Creatine therapy provides neuroprotection after onset of clinical symptoms in Huntington's disease transgenic mice.

While there have been enormous strides in the understanding of Huntington's disease (HD) pathogenesis, treatment to slow or prevent disease progression remains elusive. We previously reported that dietary creatine supplementation significantly improves the clinical and neuropathological phenotype in transgenic HD mice lines starting at weaning, before clinical symptoms appear.
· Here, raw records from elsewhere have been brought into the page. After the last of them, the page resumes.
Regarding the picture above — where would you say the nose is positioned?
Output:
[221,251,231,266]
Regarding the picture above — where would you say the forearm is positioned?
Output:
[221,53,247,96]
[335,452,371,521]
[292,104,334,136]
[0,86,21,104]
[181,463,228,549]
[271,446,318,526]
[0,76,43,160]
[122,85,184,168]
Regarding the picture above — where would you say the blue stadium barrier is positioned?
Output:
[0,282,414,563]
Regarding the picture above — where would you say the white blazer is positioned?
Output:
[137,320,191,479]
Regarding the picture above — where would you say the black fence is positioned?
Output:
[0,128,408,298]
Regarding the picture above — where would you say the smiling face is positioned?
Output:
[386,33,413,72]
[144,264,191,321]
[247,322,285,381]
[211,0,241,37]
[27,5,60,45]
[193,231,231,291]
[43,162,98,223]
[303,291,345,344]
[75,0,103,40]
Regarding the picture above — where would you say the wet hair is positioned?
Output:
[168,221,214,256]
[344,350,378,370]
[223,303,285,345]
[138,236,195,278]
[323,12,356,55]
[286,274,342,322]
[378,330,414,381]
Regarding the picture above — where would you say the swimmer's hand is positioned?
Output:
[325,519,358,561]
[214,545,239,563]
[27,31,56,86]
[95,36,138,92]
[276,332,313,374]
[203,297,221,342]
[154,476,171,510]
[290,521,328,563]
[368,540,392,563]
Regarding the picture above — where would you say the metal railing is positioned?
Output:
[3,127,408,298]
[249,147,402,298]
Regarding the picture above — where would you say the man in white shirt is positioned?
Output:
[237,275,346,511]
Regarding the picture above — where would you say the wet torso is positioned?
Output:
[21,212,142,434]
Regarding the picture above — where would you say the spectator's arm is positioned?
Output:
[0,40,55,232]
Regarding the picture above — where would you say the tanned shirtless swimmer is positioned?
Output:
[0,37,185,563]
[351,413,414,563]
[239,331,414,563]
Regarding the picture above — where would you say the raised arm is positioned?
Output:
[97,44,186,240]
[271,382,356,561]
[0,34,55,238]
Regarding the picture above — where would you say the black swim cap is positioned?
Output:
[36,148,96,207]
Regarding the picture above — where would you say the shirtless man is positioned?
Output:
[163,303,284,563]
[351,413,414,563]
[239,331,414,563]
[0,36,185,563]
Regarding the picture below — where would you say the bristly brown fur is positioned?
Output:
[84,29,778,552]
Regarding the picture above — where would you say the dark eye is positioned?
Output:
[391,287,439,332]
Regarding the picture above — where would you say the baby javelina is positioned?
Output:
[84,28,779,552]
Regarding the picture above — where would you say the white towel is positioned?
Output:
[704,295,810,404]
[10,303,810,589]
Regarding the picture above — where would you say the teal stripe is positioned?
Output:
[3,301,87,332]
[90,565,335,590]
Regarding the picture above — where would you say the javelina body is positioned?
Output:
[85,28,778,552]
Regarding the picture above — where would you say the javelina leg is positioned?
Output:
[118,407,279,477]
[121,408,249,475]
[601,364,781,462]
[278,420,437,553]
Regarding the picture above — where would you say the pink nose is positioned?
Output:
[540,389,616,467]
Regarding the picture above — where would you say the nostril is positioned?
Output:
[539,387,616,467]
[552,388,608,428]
We now report that creatine administration started after onset of clinical symptoms significantly extends survival in the R6/2 transgenic mouse model of HD. Creatine treatment started at 6, 8, and 10 weeks of age, analogous to early, middle, and late stages of human HD, significantly extended survival at both the 6- and 8-week starting points. Significantly improved motor performance was present in both the 6- and 8-week treatment paradigms, while reduced body weight loss was only observed in creatine-supplemented R6/2 mice started at 6 weeks. Neuropathological sequelae of gross brain and neuronal atrophy and huntingtin aggregates were delayed in creatine-treated R6/2 mice started at 6 weeks. We show significantly reduced brain levels of both creatine and ATP in R6/2 mice, consistent with a bioenergetic defect. Oral creatine supplementation significantly increased brain concentrations of creatine and ATP to wild-type control levels, exerting a neuroprotective effect. These findings have important therapeutic implications, suggesting that creatine therapy initiated after diagnosis may provide significant clinical benefits to HD patients.

Therapeutic effects of cystamine in a murine model of Huntington's disease.

The precise cause of neuronal death in Huntington's disease (HD) is unknown. Proteolytic products of the huntingtin protein can contribute to toxic cellular aggregates that may be formed in part by tissue transglutaminase (Tgase). Tgase activity is increased in HD brain. Treatment in R6/2 transgenic HD mice, using the transglutaminase inhibitor cystamine, significantly extended survival, improved body weight and motor performance, and delayed the neuropathological sequela. Tgase activity and N(Sigma)-(gamma-L-glutamyl)-L-lysine (GGEL) levels were significantly altered in HD mice. Free GGEL, a specific biochemical marker of Tgase activity, was markedly elevated in the neocortex and caudate nucleus in HD patients. Both Tgase and GGEL immunoreactivities colocalized to huntingtin aggregates. Cystamine treatment normalized transglutaminase and GGEL levels in R6/2 mice. These findings are consistent with the hypothesis that transglutaminase activity may play a role in the pathogenesis of HD, and they identify cystamine as a potential therapeutic strategy for treating HD patients.